Marijuana Money is taped on Thursday in order to produce the video for Friday morning. After the video had been taped, the DEA rescheduled the GW Pharmaceutical drug Epidiolex to a schedule five drug.
Schedule five drugs are considered to have a low level of abuse and include substances like Robitussin cough syrup or Lomotil diarrhea medicine. The order made it clear that other cannabis products would remain in the schedule 1 category. The statement said, “As further indicated, any material, compound, mixture, or preparation other than Epidiolex that falls within the CSA definition of marijuana set forth in 21 U.S.C. 802(16), including any non-FDA-approved CBD extract that falls within such definition, remains a schedule I controlled substance under the CSA.”
There will be more new publicly traded cannabis companies.

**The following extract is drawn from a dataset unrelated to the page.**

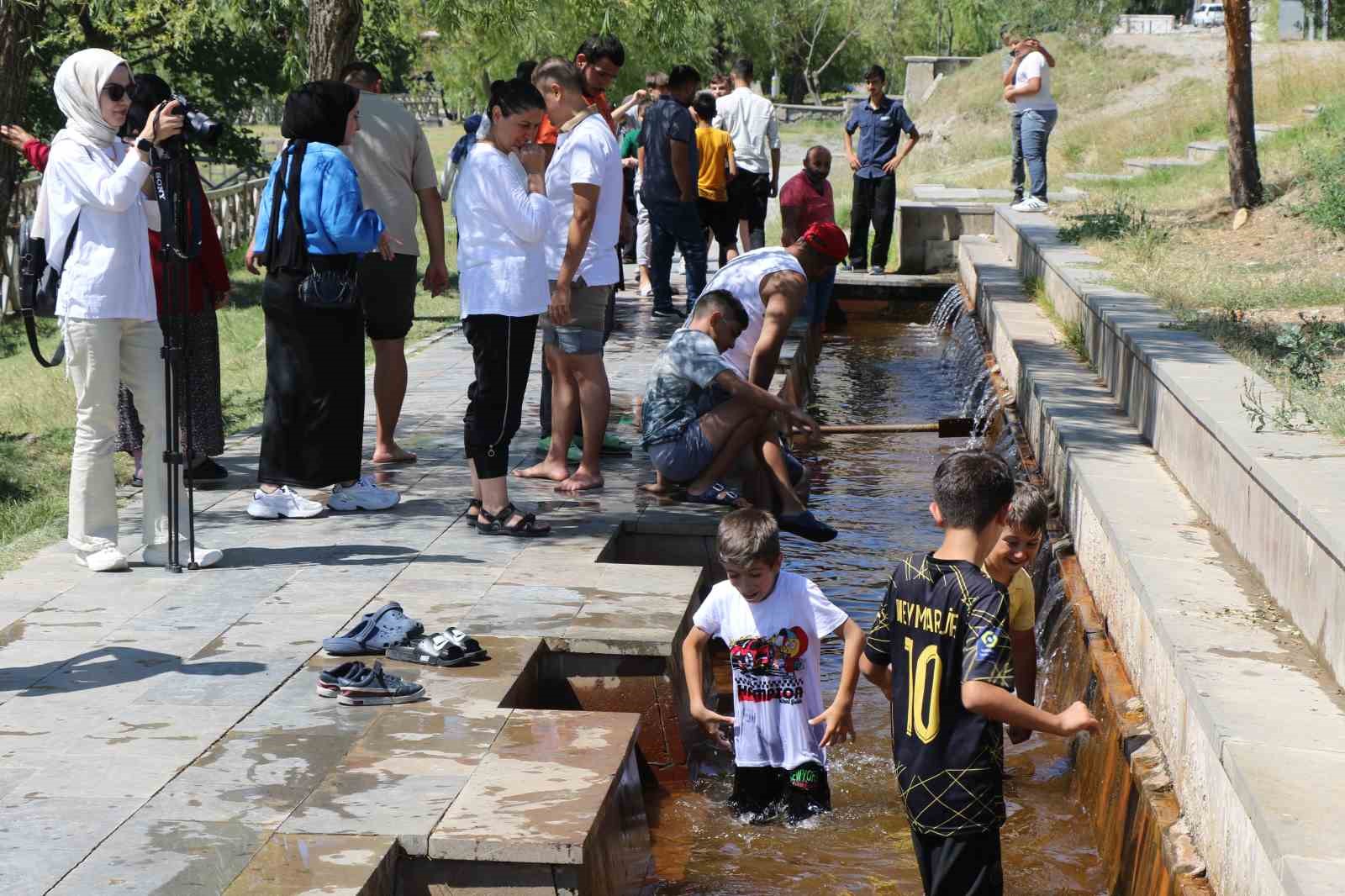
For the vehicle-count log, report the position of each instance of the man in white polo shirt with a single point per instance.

At the end of last week, Acreage Holdings announced a reverse takeover of Applied Inventions Management Corp. The stock is expected to list on the Canadian Securities Exchange.
The Flowr Corporation began trading this week on the Toronto Venture Exchange under the symbol FLWR.

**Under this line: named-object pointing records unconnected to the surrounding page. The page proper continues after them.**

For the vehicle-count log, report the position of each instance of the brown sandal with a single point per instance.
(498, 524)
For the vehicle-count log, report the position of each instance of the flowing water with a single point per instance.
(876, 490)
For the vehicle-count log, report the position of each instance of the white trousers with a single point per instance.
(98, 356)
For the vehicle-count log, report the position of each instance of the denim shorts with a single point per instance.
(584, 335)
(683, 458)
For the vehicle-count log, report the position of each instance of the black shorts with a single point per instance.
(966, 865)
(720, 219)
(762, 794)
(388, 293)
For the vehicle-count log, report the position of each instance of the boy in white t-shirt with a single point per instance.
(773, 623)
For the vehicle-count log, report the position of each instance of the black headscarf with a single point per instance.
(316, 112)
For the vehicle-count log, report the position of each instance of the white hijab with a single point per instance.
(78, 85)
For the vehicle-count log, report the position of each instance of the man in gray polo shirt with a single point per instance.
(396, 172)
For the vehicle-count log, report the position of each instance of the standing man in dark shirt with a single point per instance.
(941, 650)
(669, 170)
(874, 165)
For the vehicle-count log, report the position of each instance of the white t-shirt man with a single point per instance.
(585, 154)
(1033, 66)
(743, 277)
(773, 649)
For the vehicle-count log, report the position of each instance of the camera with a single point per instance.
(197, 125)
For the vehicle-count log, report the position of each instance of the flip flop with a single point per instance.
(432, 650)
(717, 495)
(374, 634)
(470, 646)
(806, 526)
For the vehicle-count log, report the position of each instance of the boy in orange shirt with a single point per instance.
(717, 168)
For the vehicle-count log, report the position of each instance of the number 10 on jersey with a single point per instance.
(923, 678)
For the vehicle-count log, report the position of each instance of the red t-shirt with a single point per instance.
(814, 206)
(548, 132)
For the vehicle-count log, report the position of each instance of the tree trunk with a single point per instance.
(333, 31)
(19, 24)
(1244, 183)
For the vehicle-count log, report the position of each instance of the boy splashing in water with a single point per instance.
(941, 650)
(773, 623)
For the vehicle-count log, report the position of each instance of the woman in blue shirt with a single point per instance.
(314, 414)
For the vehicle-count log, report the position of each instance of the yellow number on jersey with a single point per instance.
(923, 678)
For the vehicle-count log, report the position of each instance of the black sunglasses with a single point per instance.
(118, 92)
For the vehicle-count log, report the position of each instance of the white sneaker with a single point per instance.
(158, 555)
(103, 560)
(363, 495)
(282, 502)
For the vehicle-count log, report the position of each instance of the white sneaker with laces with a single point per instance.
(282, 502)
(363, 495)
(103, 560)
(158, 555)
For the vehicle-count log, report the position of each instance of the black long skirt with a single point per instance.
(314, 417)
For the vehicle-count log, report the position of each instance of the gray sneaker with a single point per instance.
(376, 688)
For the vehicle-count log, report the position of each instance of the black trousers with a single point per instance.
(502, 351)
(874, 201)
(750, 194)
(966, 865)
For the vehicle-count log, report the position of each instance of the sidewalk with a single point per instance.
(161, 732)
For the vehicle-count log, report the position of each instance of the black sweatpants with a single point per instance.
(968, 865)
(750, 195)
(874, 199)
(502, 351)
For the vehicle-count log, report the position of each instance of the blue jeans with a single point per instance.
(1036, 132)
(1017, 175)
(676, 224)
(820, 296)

Lots of bought deals and private placements to report.
Green Thumb Industries announced a $65 million deal that got supersized to $88 million and if the next option gets picked up, it could get upgraded to $101 million.

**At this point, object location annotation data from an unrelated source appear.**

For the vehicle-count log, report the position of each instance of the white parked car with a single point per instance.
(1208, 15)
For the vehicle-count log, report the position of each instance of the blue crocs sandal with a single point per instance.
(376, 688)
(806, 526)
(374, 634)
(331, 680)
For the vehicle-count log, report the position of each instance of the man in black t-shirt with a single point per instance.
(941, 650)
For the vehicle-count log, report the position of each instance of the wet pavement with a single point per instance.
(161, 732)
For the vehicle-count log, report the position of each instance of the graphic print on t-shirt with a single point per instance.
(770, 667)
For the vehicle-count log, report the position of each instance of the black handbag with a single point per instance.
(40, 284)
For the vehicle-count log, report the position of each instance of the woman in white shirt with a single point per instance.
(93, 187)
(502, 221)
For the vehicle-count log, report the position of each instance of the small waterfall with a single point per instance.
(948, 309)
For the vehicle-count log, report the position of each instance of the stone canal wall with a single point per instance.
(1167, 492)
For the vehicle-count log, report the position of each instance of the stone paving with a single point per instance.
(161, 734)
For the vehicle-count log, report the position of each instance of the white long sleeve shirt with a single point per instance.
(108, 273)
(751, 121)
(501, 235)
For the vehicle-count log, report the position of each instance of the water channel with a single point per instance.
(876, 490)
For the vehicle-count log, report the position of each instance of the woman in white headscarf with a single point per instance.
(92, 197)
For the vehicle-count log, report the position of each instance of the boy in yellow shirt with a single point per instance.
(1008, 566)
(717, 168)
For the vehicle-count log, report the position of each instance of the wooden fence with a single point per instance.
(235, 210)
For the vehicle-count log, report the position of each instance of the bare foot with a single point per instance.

Separately, Supreme Cannabis Company Inc. (FIRE) entered into an agreement with a group of underwriters, led by GMP Securities and BMO Capital Markets, on a bought deal basis to purchase C$90 million of convertible debentures, at a price of $1,000 per debenture.
Namaste inked a $45 million deal.
A lot happened in cannabis media this week.
High Times is acquiring Dope Media in a cash and stock deal valued at $11.2 million. The company said there would be no personnel changes at this time. High Times has made several acquisitions over the past year as it has attempted to become a publicly traded company. It acquired Culture and Green Rush Daily, but the Green Rush Daily founder Scott McGovern only lasted a year at High Times.
Speaking of getting let go, Leafly has ousted its CEO of one year Chris Jeffrey over what the company cited as “concerns about management of the company.”
Aurora Cannabis reported its earnings delivering a 223% increase in revenue for Q4 and revenue of C$55 million for the year, a big improvement over the previous year’s C$18 million.
Khiron Life Sciences signed an MOU with Chile and received a speculative buy rating from Canaccord.